Un film de Dominique Farrugia

Déjà-vu

Éric et Patrice sont deux amis de lycée. Alors que le premier, devenu gérant d’un restaurant de sushis, mène une vie chaotique sur le plan sentimental, le second est un gynécologue reconnu à la vie de famille bien rangée. Mais un soir, après une soirée bien arrosée dans la maison de campagne de Patrice, une chute dans les escaliers de la cave les renvoie en 1986, à la fin de leur année de terminale…

Tout cela sent terriblement le déjà-vu. Le pitch rappelle immédiatement une comédie américaine avec Matthew Perry et Zac Efron, au point que "17 ans encore" aurait tout aussi bien pu être le titre du film de Dominique Farrugia. L'ennui c'est que la morale, en plus d'être en elle-même extrêmement prévisible, est exactement la même que celle du film de Burr Steers.

Certains gags sont juste scandaleusement longs, lourds et appuyés et en plus de nous donner envie de passer la scène en avance rapide, ils alourdissent terriblement le film et cassent le rythme, un élément pourtant primordial dans une comédie.
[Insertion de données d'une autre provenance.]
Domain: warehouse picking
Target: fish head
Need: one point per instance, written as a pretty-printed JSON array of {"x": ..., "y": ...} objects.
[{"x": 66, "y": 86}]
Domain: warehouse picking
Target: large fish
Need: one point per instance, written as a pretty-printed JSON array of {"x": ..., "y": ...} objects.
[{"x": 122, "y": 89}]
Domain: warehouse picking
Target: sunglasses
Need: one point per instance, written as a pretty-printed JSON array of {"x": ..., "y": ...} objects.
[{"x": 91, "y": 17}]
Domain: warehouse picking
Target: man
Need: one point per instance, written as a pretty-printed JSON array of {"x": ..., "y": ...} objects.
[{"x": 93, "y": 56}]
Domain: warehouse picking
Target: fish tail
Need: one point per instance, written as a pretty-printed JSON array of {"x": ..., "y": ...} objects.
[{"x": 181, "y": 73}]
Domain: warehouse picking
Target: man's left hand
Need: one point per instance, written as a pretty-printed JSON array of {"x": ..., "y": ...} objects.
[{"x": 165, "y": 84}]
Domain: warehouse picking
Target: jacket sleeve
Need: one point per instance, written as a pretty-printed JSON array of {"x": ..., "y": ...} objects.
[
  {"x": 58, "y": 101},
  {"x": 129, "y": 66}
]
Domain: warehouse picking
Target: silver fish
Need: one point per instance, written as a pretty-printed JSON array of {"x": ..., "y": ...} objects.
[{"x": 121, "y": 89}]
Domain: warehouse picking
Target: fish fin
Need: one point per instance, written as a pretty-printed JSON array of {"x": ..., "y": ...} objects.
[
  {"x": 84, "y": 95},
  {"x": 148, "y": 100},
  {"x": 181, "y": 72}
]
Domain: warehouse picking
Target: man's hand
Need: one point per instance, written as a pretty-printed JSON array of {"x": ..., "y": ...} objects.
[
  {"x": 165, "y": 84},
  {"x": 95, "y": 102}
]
Car là ou "17 ans encore" nous montrait Zac "High School Musical" Efron se comporter comme un adulte (ce qui était déjà drôle en soi), "Bis" nous présente les déboires de Merad et Dubosc adultes, agissant comme des adultes, mais vus comme des ados par tous les autres protagonistes. Cela rend les réactions des personnages secondaires plus bizarres que drôles et transforme des séquences au potentiel comique certain en scènes complètement plates. Le spectateur est donc obligé de se rabattre sur la multitude de gags anachroniques égrainés tout au long du film. Un humour redondant qui ne tombe juste que de manière très aléatoire. La palme de la blague temporelle inutile revient à la scène où Franck Dubosc s'entretient avec un jeune footballeur prénommé Zinédine à qui il prédit une grande carrière et même une coupe du monde en 1998.

Entre Mitterrand, Tang, les booms, les walkmans, le minitel et les francs, difficile pour quelqu'un n'étant pas né autour de 1970 de se sentir concerné. Le téléphone filaire a même droit à un quadruple gag ! Enfin bref, sans être un ratage total (il fera probablement rire les spectateurs de plus de 30 ans), "Bis" est une production très très lambda tirant autant que faire se peut sur des ressorts humoristiques moyens. Pas grand-chose à dire de plus.